Summary of this case from Tramontano v. StateOpinion
Case No. 4D97-2666
Opinion filed September 20, 2000 July Term 2000
Appeal from the Circuit Court for the Nineteenth Judicial Circuit, St. Lucie County; Larry Schack, Judge; L.T. Case No. 96-2589CF.
Richard L. Jorandby, Public Defender, and Anthony Calvello, Assistant Public Defender, West Palm Beach, for appellant.
Robert A. Butterworth, Attorney General, Tallahassee, and Ettie Feistmann, Assistant Attorney General, West Palm Beach, for appellee.
ON REMAND FROM THE SUPREME COURT
We affirm appellant's conviction and sentence, finding that the trial court did not err in failing to conduct a proper Nelson inquiry because appellant neither made an unequivocal request to discharge the court appointed counsel, nor stated that incompetency was the basis for his unhappiness with counsel.
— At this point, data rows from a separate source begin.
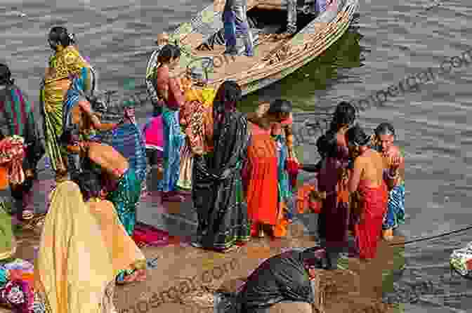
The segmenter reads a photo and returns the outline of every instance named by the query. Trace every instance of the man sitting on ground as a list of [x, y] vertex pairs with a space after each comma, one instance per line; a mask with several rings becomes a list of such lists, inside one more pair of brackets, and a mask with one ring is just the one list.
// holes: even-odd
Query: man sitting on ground
[[320, 247], [294, 249], [266, 260], [235, 293], [220, 291], [216, 299], [218, 313], [267, 313], [285, 303], [288, 312], [312, 312], [320, 308], [320, 291], [314, 279], [321, 268]]

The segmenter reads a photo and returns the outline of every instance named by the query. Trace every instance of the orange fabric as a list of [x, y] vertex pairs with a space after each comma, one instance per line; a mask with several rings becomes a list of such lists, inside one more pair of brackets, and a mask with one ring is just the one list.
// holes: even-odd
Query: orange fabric
[[383, 214], [387, 210], [388, 192], [385, 183], [376, 188], [365, 187], [361, 180], [358, 189], [362, 197], [361, 221], [354, 226], [361, 259], [375, 258], [381, 235]]
[[249, 123], [251, 145], [248, 148], [247, 211], [253, 223], [277, 224], [278, 168], [275, 141], [270, 131]]
[[[317, 186], [312, 183], [304, 184], [299, 188], [296, 192], [296, 209], [299, 214], [306, 213], [308, 208], [311, 213], [320, 213], [322, 202], [314, 201], [310, 199], [310, 194], [313, 192], [318, 191]], [[348, 197], [349, 194], [348, 194]]]
[[6, 168], [3, 166], [0, 166], [0, 190], [4, 190], [10, 185], [8, 181], [8, 175], [6, 171]]

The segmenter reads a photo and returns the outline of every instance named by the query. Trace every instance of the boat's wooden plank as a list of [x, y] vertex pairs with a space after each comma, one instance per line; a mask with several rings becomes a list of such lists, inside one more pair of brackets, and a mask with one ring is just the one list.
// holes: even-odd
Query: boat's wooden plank
[[[282, 1], [284, 0], [253, 0], [250, 1], [249, 6], [282, 5]], [[216, 0], [214, 9], [211, 11], [223, 10], [224, 1]], [[350, 4], [346, 6], [346, 1]], [[227, 58], [225, 61], [223, 57], [220, 58], [218, 66], [214, 69], [214, 72], [209, 77], [214, 81], [211, 85], [217, 87], [225, 79], [235, 79], [245, 91], [244, 93], [247, 93], [272, 84], [308, 63], [342, 36], [348, 27], [352, 13], [358, 6], [358, 2], [357, 0], [338, 0], [338, 4], [344, 7], [343, 9], [331, 8], [332, 10], [323, 13], [320, 18], [317, 18], [316, 22], [312, 22], [290, 39], [275, 41], [263, 39], [256, 47], [254, 57]], [[218, 30], [218, 25], [222, 26], [221, 20], [212, 24], [205, 31], [209, 32], [210, 29], [214, 28], [216, 32]], [[194, 29], [192, 32], [197, 32], [197, 29]], [[216, 57], [223, 53], [224, 46], [215, 46], [212, 51], [195, 50], [208, 36], [207, 34], [202, 36], [194, 34], [185, 37], [183, 41], [187, 44], [188, 51], [192, 51], [192, 58], [198, 56]], [[190, 62], [192, 58], [188, 58], [185, 62]], [[185, 62], [181, 64], [182, 68], [176, 69], [174, 74], [185, 72]]]

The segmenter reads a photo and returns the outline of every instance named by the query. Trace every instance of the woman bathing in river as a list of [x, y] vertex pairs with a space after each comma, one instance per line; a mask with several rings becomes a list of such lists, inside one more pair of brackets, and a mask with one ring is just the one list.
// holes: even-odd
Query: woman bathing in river
[[61, 148], [59, 138], [63, 133], [63, 105], [65, 94], [72, 82], [72, 76], [81, 80], [84, 91], [95, 88], [92, 67], [80, 55], [74, 36], [62, 27], [51, 29], [48, 41], [55, 52], [49, 59], [44, 86], [41, 89], [46, 151], [51, 165], [55, 172], [56, 180], [63, 180], [67, 174], [67, 153]]
[[387, 209], [388, 188], [397, 183], [402, 160], [393, 157], [387, 168], [382, 155], [369, 147], [370, 138], [359, 126], [346, 132], [346, 141], [354, 159], [349, 192], [358, 192], [360, 196], [358, 218], [354, 226], [356, 246], [361, 259], [373, 259]]
[[246, 116], [237, 110], [241, 88], [220, 86], [212, 114], [204, 117], [204, 136], [196, 149], [192, 198], [198, 228], [192, 245], [229, 252], [249, 240], [250, 222], [242, 191], [242, 169], [250, 133]]
[[355, 108], [341, 102], [333, 115], [329, 129], [317, 142], [322, 157], [318, 174], [319, 191], [326, 192], [318, 215], [318, 232], [326, 249], [326, 268], [337, 268], [339, 253], [348, 247], [349, 153], [346, 133], [355, 121]]
[[393, 144], [395, 137], [393, 126], [389, 123], [382, 123], [375, 128], [372, 142], [374, 149], [381, 152], [386, 161], [388, 157], [402, 156], [400, 178], [389, 192], [387, 213], [382, 225], [383, 239], [387, 241], [393, 239], [393, 229], [405, 223], [405, 155]]
[[115, 206], [119, 220], [129, 236], [136, 223], [136, 206], [140, 196], [141, 182], [128, 160], [112, 147], [99, 142], [77, 140], [70, 131], [61, 136], [61, 142], [69, 151], [81, 154], [91, 167], [98, 166], [104, 181], [109, 182], [107, 195]]

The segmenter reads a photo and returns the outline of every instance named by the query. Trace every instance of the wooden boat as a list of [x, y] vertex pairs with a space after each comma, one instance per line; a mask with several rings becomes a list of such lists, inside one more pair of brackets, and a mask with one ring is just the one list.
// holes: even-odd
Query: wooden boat
[[171, 41], [178, 40], [183, 51], [181, 62], [172, 74], [182, 76], [187, 68], [198, 63], [197, 66], [206, 68], [211, 87], [218, 88], [225, 80], [232, 79], [240, 84], [244, 95], [282, 79], [320, 55], [344, 34], [359, 0], [332, 0], [326, 11], [315, 14], [305, 14], [307, 4], [301, 2], [303, 6], [297, 6], [298, 32], [280, 39], [274, 34], [287, 27], [286, 0], [249, 0], [247, 15], [254, 36], [254, 56], [230, 57], [223, 54], [225, 0], [216, 0], [171, 34]]

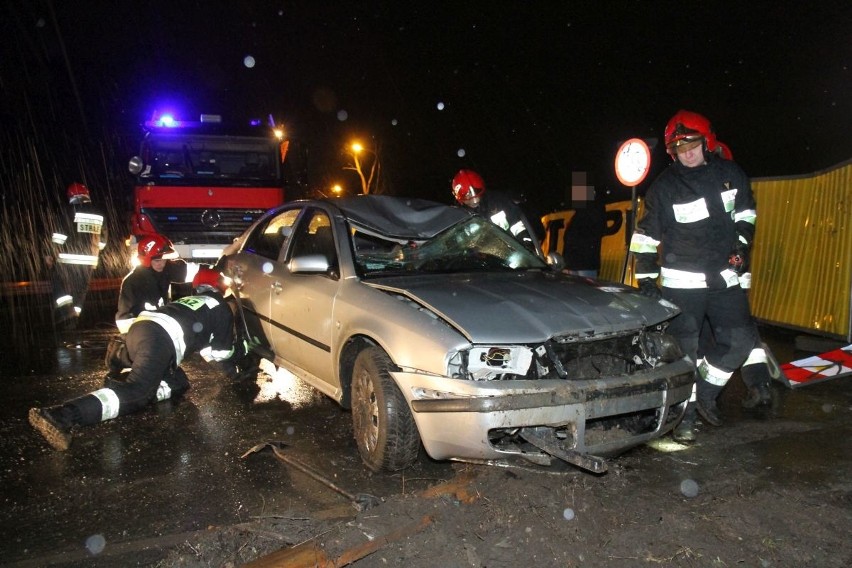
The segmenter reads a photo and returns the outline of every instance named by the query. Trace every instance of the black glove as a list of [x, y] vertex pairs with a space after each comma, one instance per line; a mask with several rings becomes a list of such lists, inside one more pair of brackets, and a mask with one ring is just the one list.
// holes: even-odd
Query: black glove
[[652, 300], [659, 300], [663, 297], [663, 291], [660, 290], [653, 278], [639, 279], [639, 293]]
[[731, 270], [740, 275], [745, 274], [748, 272], [748, 260], [748, 246], [737, 242], [737, 246], [734, 247], [734, 250], [731, 251], [731, 255], [728, 257], [728, 264], [731, 266]]

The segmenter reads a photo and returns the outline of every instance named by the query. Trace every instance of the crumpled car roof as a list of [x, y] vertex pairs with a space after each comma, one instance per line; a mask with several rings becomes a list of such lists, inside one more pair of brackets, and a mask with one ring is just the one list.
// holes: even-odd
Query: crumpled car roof
[[357, 195], [333, 201], [347, 219], [379, 235], [406, 240], [429, 239], [472, 213], [427, 199]]

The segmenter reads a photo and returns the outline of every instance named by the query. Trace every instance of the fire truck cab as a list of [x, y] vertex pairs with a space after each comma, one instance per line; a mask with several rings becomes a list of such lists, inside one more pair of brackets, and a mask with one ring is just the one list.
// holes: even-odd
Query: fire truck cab
[[[144, 125], [135, 177], [130, 256], [144, 235], [168, 237], [189, 263], [213, 263], [267, 209], [284, 201], [289, 140], [272, 117], [228, 126], [220, 115], [198, 121], [159, 115]], [[287, 170], [292, 171], [290, 169]]]

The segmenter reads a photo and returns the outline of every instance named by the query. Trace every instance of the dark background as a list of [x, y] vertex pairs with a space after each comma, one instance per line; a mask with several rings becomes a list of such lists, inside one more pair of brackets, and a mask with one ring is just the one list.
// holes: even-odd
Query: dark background
[[[301, 193], [337, 180], [354, 191], [343, 167], [357, 137], [378, 151], [388, 193], [450, 202], [450, 179], [471, 167], [523, 195], [531, 216], [571, 205], [573, 172], [629, 198], [616, 149], [661, 139], [680, 108], [710, 118], [753, 177], [852, 157], [849, 2], [3, 6], [6, 225], [38, 225], [27, 207], [64, 200], [71, 181], [125, 210], [139, 125], [166, 108], [272, 114], [309, 151]], [[669, 161], [657, 144], [640, 194]]]

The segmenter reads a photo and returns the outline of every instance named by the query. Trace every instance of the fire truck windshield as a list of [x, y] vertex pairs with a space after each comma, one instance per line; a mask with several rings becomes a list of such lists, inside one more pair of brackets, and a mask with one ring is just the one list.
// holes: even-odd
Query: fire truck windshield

See Woody v. State, 698 So.2d 391, 391 (Fla. 4th DCA 1997). Moreover, appellant proceeded to trial with his counsel and made no attempt to dismiss him or request self-representation. See Davis v. State, 703 So.2d 1055, 1058-59 (Fla. 1997), cert. denied, 524 U.S. 930 (1998). Finally, his claim that the trial court erred in failing to advise him of his right of self-representation after it had found that his appointed counsel was rendering effective representation is without merit, as the supreme court has found no such obligation on the part of the trial court. See Watts v. State, 593 So.2d 198, 203 (Fla. 1992).
Nelson v. State, 274 So.2d 256, 258-59 (Fla. 4th DCA 1973), approved by Hardwick v. State, 521 So.2d 1071, 1074-75 (Fla. 1988).
With respect to his sentence, we affirm appellant's due process challenge to section 921.001(5), Florida Statutes (1997). See Gardner v. State, 661 So.2d 1274, 1276 (Fla. 5th DCA 1995). Secondly, we affirm the length of his sentence based on Mays v. State, 717 So.2d 515 (Fla. 1998). Although the written judgment of sentence does not conform to the oral pronouncement, no motion to correct the sentence was filed. See Fla. R. Crim. P. 3.800(b). The issue is thus not preserved for appeal.
We reverse the sentence to include the award of six months credit for jail time orally pronounced by the trial court but not reflected in the written judgment of sentence. See Greenwood v. State, 25 Fla. L. Weekly S598 (Fla. Jul. 13, 2000); Gillen v. State, 696 So.2d 952 (Fla. 4th DCA 1997).
WARNER, C.J., DELL and KLEIN, JJ., concur.